Source: Bayne, Julia Taft. Tad Lincoln’s Father. Boston, Little, Brown, and Co., 1931.
Issued in the wake of Lincoln’s assassination in April 1865, the political cartoon, “Uncle Sam’s Menagerie,” conveys the Northern hostility toward the conspirators, whom the public associated with former president of the Confederacy Jefferson Davis. Uncle Sam stands before a cage in which a hyena with the bonneted head of Jefferson Davis (1808-1889), president of the Confederacy, claws at a skull. Davis’ neck is in a noose, which will begin to tighten as a man at right turns the crank of a gallows. The bonnet on Davis’ head alludes to the embarrassing circumstances of his recent capture. As the Civil War drew to a close, Davis fled Richmond with his cabinet in early April 1865 and began a trek southward with federal troops in hot pursuit. While still weighing the merits of forming a government in exile, Davis was captured by Union soldiers near Irwinville, Georgia, in early May 1865. Whether by accident or design, Davis was wearing his wife’s dark gray short-sleeved cloak and black shawl when captured.

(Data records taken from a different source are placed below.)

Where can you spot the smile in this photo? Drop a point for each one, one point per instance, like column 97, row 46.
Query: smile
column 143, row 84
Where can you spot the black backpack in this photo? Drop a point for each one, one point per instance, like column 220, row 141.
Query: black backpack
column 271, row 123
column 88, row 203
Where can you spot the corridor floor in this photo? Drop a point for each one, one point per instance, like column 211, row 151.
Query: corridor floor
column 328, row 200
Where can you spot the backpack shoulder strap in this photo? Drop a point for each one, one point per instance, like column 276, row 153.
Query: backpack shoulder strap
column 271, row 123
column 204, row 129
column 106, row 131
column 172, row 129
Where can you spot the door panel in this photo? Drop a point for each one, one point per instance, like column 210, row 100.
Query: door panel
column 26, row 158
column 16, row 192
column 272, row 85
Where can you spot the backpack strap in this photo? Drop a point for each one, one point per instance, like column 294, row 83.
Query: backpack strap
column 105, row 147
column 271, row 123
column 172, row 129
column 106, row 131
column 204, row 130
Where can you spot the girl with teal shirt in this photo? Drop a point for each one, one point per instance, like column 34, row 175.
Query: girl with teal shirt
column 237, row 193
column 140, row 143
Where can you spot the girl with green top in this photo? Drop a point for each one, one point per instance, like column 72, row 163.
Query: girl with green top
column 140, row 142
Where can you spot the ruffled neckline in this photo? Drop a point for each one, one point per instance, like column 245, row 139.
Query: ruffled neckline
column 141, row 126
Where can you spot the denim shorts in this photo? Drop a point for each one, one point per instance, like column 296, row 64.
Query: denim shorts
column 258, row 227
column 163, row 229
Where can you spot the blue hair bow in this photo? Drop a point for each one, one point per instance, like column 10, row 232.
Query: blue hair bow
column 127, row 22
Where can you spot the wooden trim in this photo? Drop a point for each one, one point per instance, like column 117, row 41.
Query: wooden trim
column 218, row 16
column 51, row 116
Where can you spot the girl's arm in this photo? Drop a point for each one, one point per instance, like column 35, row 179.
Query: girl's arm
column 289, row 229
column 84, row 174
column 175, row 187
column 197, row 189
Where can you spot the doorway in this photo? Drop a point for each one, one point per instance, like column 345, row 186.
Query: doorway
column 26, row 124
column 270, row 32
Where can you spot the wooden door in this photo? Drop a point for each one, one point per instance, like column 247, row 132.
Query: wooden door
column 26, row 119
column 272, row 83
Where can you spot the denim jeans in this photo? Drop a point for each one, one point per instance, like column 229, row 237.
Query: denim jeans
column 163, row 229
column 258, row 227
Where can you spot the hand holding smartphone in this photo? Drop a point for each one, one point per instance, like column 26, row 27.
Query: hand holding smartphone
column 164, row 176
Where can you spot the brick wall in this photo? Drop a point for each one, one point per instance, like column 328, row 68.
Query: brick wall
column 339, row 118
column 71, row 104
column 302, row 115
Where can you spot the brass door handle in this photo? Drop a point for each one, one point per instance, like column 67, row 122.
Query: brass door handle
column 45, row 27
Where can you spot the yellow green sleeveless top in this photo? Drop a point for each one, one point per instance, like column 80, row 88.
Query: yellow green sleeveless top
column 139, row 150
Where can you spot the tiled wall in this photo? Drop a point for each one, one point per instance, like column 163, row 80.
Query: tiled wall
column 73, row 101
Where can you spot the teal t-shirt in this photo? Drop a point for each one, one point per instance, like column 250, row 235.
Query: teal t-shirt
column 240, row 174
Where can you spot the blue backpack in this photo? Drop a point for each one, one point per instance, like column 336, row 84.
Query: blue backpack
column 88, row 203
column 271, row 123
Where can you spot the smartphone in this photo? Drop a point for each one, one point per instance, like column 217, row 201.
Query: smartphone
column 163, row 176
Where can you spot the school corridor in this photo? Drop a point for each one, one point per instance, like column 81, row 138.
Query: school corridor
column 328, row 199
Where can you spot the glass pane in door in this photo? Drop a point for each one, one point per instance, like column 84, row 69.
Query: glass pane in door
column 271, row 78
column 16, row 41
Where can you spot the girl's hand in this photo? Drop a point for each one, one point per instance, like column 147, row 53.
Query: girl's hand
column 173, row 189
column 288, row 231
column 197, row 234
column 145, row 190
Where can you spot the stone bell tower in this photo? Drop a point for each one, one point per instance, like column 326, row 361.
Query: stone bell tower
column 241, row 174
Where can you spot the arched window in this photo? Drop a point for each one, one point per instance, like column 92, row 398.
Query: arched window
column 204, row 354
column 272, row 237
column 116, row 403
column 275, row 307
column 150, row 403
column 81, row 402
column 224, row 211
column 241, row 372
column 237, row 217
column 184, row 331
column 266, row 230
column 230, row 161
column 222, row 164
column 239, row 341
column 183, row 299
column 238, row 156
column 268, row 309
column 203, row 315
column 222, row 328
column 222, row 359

Below the caricature of Davis as a cross-dressing hyena, a man grinds out the song “Yankee Doodle” on a hand organ. Above, the Lincoln conspirators are portrayed as “Gallow’s Bird’s,” with their heads in nooses. From left to right they are: Michael O’Laughlin, David Herold, George Atzerodt, Lewis Paine, Mary Elizabeth Surratt, Samuel Arnold, Edman Spangler, and Dr. Samuel Mudd. At left, Uncle Sam points his stick at a skull “Booth,” on which sits a black crow. John Wilkes Booth was killed during a government raid on his hideout on April 26, 1865.